Ashes, 3rd World Farming, and Regrets

This past Ash Wednesday, I was thinking about how weird it is that we get our foreheads smeared with calcium carbonate to begin a season of repentance and to give us hope for Easter. I won’t quote which songs we sang at the liturgy, but they were categorically unhelpful for giving insight into why we do what we do. I admit that I started to glaze over during the homily and I started thinking about a big pile of ashes. I remembered a video I saw in a college human geography class when we were learning about the manner in which many developing or 3rd world residents cultivate crops. They use the “slash and burn” technique. They slash a few acres of jungle or vegetation and then they burn everything they cut. The nutrients that had been stored within the trees are now released through the chemical change from wood to ash and they enter into the soil. When seeds are planted in the ashes, they have access to the nutrients in the ash and they can grow thereby providing food to the village.

I have never identified with people who say, “I have no regrets.” That must feel great because I very often feel the heavy burden of deep regret. I have hurt people. I have made bad decisions.

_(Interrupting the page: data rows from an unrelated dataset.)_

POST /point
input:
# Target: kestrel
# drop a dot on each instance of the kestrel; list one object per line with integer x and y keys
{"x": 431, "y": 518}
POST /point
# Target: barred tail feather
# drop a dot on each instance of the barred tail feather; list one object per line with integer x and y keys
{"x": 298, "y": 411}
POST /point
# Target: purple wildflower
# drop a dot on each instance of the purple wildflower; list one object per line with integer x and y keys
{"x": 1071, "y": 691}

I have been selfish, shortsighted, arrogant, untrustworthy, lazy, and deceitful. I’m a sinner and I regret every single moment when I have sinned. But even when I have not sinned in the strictest sense of the word, I have much I regret due to being impulsive and blithely going about my own interest. I’d like to be released from all of these regrets and have the damage done be restored.

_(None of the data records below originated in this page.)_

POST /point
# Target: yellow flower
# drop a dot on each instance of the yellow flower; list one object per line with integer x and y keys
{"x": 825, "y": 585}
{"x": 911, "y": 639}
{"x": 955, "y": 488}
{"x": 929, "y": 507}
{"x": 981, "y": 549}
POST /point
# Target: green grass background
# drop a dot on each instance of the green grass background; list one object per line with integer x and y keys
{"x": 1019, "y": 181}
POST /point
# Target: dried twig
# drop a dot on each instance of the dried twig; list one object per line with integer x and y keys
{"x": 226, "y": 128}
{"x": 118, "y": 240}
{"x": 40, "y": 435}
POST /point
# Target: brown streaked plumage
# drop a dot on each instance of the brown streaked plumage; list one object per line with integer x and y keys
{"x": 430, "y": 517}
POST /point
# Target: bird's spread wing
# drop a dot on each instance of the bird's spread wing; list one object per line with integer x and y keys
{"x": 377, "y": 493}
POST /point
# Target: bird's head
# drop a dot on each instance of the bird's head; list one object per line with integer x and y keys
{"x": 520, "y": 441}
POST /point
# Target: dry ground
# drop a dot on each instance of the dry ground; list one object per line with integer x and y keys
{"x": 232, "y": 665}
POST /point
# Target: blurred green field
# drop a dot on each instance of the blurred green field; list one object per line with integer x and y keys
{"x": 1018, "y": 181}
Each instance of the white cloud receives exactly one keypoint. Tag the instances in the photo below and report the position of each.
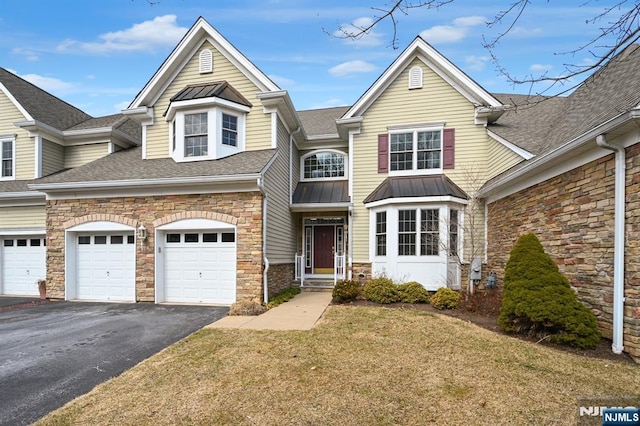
(162, 31)
(351, 67)
(477, 63)
(452, 33)
(541, 67)
(352, 33)
(282, 81)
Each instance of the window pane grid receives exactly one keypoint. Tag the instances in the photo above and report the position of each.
(324, 164)
(429, 232)
(406, 233)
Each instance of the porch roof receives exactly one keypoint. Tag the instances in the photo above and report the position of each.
(416, 186)
(321, 192)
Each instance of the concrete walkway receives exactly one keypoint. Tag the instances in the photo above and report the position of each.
(300, 313)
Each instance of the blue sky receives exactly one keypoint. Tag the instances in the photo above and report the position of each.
(98, 54)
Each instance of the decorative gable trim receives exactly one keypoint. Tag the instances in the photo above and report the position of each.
(200, 31)
(435, 61)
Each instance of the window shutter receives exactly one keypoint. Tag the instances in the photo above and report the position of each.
(383, 153)
(448, 150)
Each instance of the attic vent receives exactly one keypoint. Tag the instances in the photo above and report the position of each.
(206, 61)
(415, 78)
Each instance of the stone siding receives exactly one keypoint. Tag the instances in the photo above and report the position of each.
(573, 216)
(244, 210)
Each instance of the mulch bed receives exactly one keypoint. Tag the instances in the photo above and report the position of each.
(490, 322)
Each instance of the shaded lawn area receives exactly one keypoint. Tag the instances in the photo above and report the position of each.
(359, 366)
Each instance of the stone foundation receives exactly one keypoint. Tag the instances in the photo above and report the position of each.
(244, 210)
(573, 216)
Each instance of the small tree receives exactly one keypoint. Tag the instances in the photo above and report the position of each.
(538, 300)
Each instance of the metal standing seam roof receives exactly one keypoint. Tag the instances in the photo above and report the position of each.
(416, 186)
(128, 165)
(321, 192)
(216, 89)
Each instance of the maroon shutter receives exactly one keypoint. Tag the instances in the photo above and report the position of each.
(383, 153)
(449, 148)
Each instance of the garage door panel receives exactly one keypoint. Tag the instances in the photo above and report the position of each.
(202, 272)
(23, 264)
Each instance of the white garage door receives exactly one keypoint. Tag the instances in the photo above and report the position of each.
(23, 264)
(200, 267)
(106, 267)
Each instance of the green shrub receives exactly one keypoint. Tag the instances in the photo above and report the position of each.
(283, 296)
(381, 290)
(445, 298)
(346, 291)
(538, 300)
(413, 292)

Now the ashes begin to be hopeful.

I love the biblical image of the Holy Spirit as fire and the way that the Letter to the Hebrews describes God as an “all-consuming fire”. My beloved youth minister when I was a teenager, Mary Catherine George, used call Holy Week “the Week of Fire”. I think she has it right and I would extend it to all of Lent: 40 days of fire. As Christians, our hope is in the power of the Holy Spirit, the Love of God, to burn away everything that is not love within. For me, the regrets I have will not go away, but the Love of God, the fire of Love can transform them and they can become the fertile ground for holiness. Nutrients and richness are in the memories of the regrets. Maybe this is the rich soil that Jesus was talking about when the sower sows the Word of God. Maybe this is how someone goes from being rocky soil to fertile soil. Sin and regrets get burned by the love of God and we become receptive to God’s work in our lives. I’m thinking the ashes aren’t just going to be the way I begin Lent, but they are going to be the constant symbol this Lent and become my prayer. “God, by the fire of your love, burn away everything that is not love. And let those ashes become a place where holiness can grow.”

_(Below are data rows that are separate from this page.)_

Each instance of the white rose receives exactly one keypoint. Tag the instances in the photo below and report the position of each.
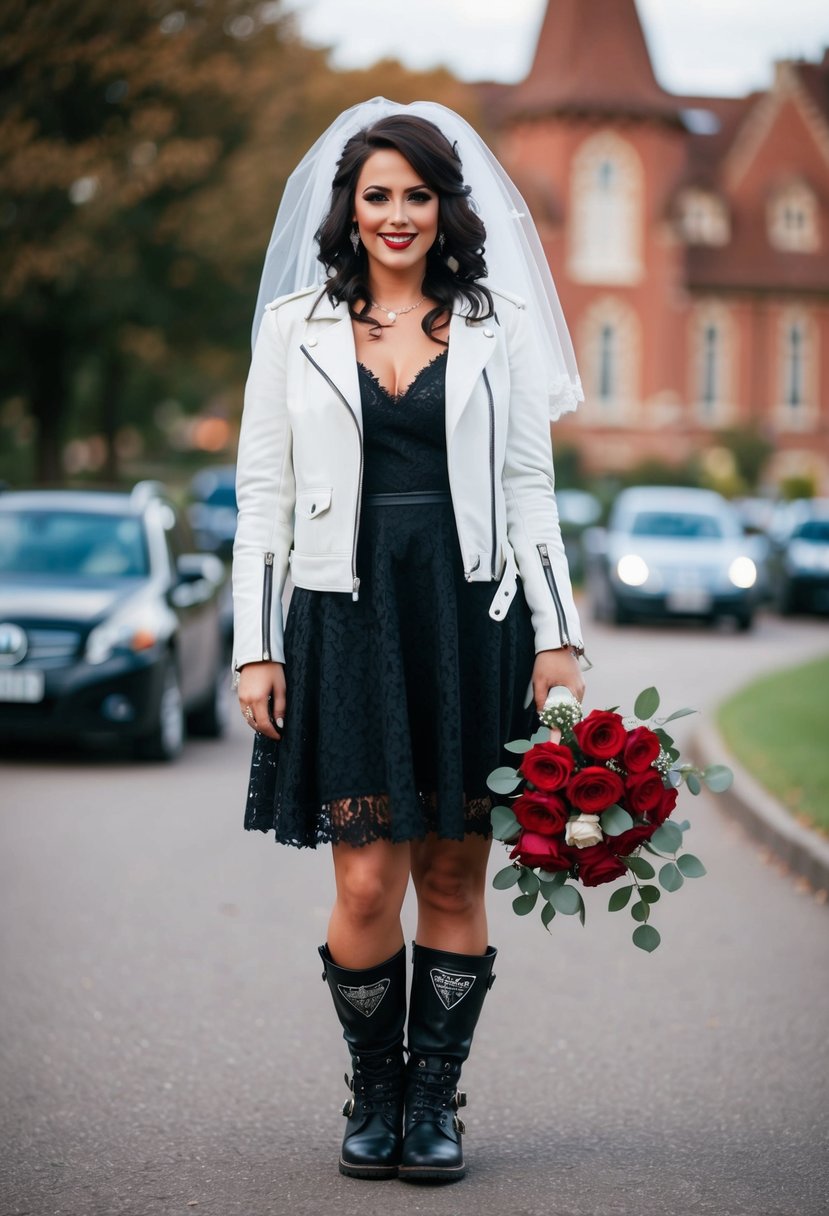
(582, 831)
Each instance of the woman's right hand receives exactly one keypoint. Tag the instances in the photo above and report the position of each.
(263, 701)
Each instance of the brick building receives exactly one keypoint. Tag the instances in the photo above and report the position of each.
(689, 240)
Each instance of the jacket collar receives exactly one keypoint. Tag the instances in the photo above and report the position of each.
(471, 345)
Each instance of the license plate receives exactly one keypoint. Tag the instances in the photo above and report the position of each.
(688, 600)
(22, 686)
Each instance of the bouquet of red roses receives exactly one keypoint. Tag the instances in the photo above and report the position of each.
(586, 806)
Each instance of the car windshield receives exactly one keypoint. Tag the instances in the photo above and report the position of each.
(85, 545)
(815, 530)
(676, 524)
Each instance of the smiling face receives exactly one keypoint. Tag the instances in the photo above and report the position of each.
(395, 210)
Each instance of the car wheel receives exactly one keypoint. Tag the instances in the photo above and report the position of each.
(209, 720)
(167, 738)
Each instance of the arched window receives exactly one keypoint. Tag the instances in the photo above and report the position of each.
(609, 358)
(793, 219)
(605, 212)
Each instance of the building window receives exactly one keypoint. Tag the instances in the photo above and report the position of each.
(793, 219)
(712, 362)
(609, 355)
(703, 218)
(798, 375)
(605, 212)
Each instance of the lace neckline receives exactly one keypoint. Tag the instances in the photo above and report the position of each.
(399, 397)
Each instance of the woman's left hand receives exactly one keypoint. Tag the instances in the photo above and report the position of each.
(554, 668)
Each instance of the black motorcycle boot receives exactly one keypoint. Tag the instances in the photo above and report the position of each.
(371, 1006)
(447, 995)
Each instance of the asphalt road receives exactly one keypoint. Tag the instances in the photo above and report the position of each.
(167, 1045)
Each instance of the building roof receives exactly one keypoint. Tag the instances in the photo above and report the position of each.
(591, 57)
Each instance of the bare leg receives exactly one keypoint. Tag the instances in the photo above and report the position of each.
(450, 879)
(365, 922)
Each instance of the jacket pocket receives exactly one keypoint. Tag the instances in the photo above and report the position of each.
(315, 502)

The smearing on my forehead symbolized the transformation of sin, regret, and mistakes. I wanted the person to smudge those ashes deep in my pores because Romans 8:28 says that all things will work for good for those who love the Lord and are called according to his purpose. If God can work the crucifixion into resurrection, he can take this dust and sow the seeds of temperance, chastity, charity, diligence, patience, kindness, and humility.

Then, the very things that burdened me will become the soil for holiness.